Él se detuvo, mirándola. Ella lo supuso fuerte, musculoso, con rapidez de atleta. «Tan rápido como Hope -pensó-, y mucho más fuerte.» Había poco entre ellos que pudiera detenerlo si se decidía a atacarla. Ella estaba sentada, vulnerable, sólo con aquella vieja escopeta para impedírselo. De repente se sintió desesperadamente vieja, corta de vista y con el oído débil, su capacidad de reacción en extremo mermada. Él tenía todas las ventajas, menos una, el arma. También cabía que él llevara un arma bajo la chaqueta, en el bolsillo. ¿Una pistola? ¿Una navaja?

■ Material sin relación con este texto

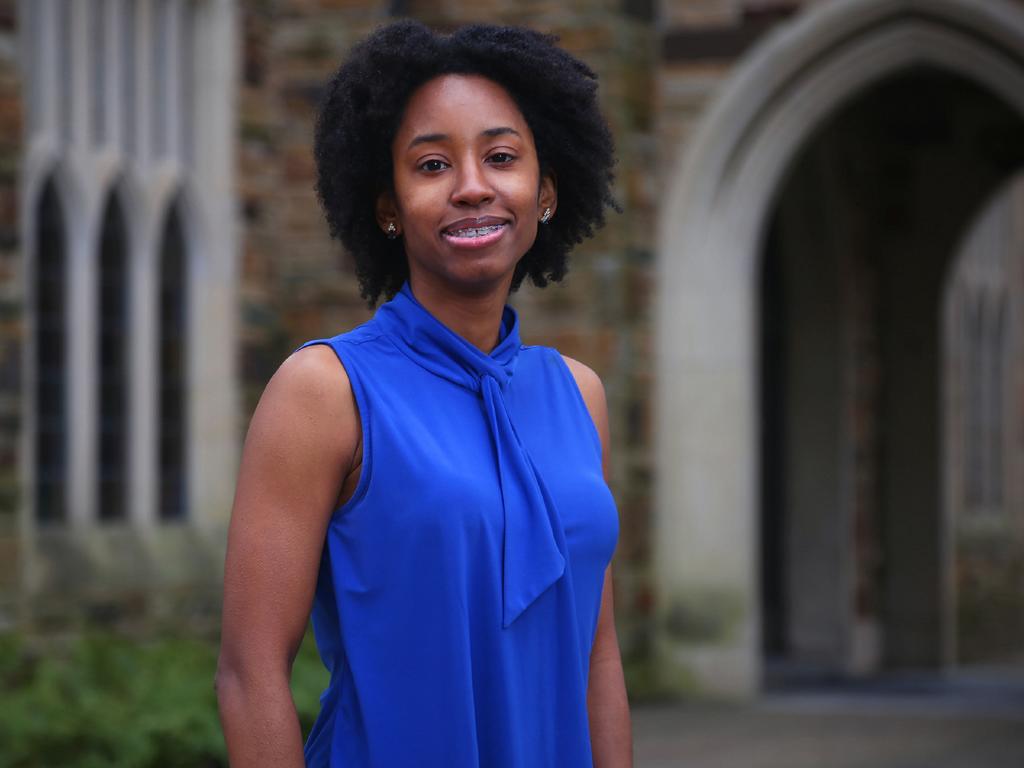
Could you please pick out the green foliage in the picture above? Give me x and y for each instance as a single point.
(107, 701)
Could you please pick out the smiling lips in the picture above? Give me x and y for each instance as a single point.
(474, 232)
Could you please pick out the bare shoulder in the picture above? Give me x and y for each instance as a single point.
(309, 395)
(592, 390)
(589, 382)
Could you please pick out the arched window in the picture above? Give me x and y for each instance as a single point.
(50, 360)
(173, 368)
(113, 427)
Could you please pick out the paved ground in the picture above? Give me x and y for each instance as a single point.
(902, 728)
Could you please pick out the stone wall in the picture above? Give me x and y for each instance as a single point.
(11, 318)
(297, 285)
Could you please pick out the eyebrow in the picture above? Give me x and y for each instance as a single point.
(426, 138)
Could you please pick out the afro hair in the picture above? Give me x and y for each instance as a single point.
(364, 104)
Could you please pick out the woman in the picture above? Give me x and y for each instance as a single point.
(436, 500)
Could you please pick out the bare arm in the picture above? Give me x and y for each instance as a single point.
(301, 445)
(607, 705)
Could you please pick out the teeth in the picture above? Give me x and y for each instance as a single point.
(478, 231)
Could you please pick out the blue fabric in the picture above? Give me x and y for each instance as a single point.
(460, 586)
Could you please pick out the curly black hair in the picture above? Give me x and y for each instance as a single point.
(364, 104)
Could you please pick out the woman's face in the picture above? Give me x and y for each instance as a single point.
(468, 192)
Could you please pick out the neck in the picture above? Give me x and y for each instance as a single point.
(474, 316)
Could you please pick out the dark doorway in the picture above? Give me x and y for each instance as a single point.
(855, 547)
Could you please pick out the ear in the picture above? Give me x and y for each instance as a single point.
(387, 212)
(548, 197)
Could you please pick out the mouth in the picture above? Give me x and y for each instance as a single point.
(475, 232)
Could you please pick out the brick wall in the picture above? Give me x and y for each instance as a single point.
(297, 285)
(11, 321)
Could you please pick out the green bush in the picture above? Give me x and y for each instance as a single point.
(107, 701)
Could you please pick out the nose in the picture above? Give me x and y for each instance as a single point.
(472, 187)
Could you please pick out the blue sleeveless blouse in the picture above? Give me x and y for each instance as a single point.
(460, 587)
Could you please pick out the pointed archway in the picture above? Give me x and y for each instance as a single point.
(711, 248)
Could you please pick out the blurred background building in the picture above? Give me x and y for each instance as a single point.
(809, 318)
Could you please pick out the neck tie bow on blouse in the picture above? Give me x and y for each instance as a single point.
(532, 560)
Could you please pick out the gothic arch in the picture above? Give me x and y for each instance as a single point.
(720, 199)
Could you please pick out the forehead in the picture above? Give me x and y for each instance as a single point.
(460, 101)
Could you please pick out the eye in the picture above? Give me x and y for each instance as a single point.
(432, 166)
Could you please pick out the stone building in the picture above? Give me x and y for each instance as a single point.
(808, 320)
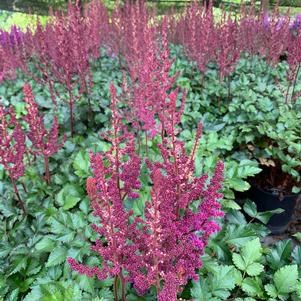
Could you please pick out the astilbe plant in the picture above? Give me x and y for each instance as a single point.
(294, 62)
(59, 52)
(115, 178)
(162, 247)
(12, 148)
(148, 91)
(44, 142)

Inspiró profundamente.

– Creo que no lo entiende, señora Frazier. Siempre amaré a Ashley. Y la idea de que usted o sus padres, o cualquiera, puedan impedirme estar a su lado es simplemente risible.

– Bueno, esta noche no. En mi casa no. Esta noche usted va a marcharse. O tendrán que sacarlo con los pies por delante.

Él se detuvo de nuevo, todavía sonriendo.

– Ésa es una vieja escopeta para cazar pájaros. Dispara balas de risa, poco más dolorosas que un perdigón.

– ¿Le gustaría probarlo?

– No, creo que no.

Ella guardó silencio mientras O'Connell parecía pensar algo.

– Dígame una cosa, señora Frazier, ya que estamos manteniendo esta conversación amistosa, ¿por qué no me considera adecuado para Ashley? ¿No soy lo bastante guapo? ¿Lo bastante listo? ¿Lo bastante bueno? ¿Por qué se me prohíbe amarla? ¿Qué saben ustedes realmente sobre mí? ¿Quién creen que podría amarla más que yo? ¿No es posible que yo sea lo mejor que le ha sucedido a ella?

– Lo dudo, señor O'Connell.

– ¿No cree usted en el amor a primera vista, señora Frazier? ¿Por qué un tipo de amor es aceptable, pero otro no?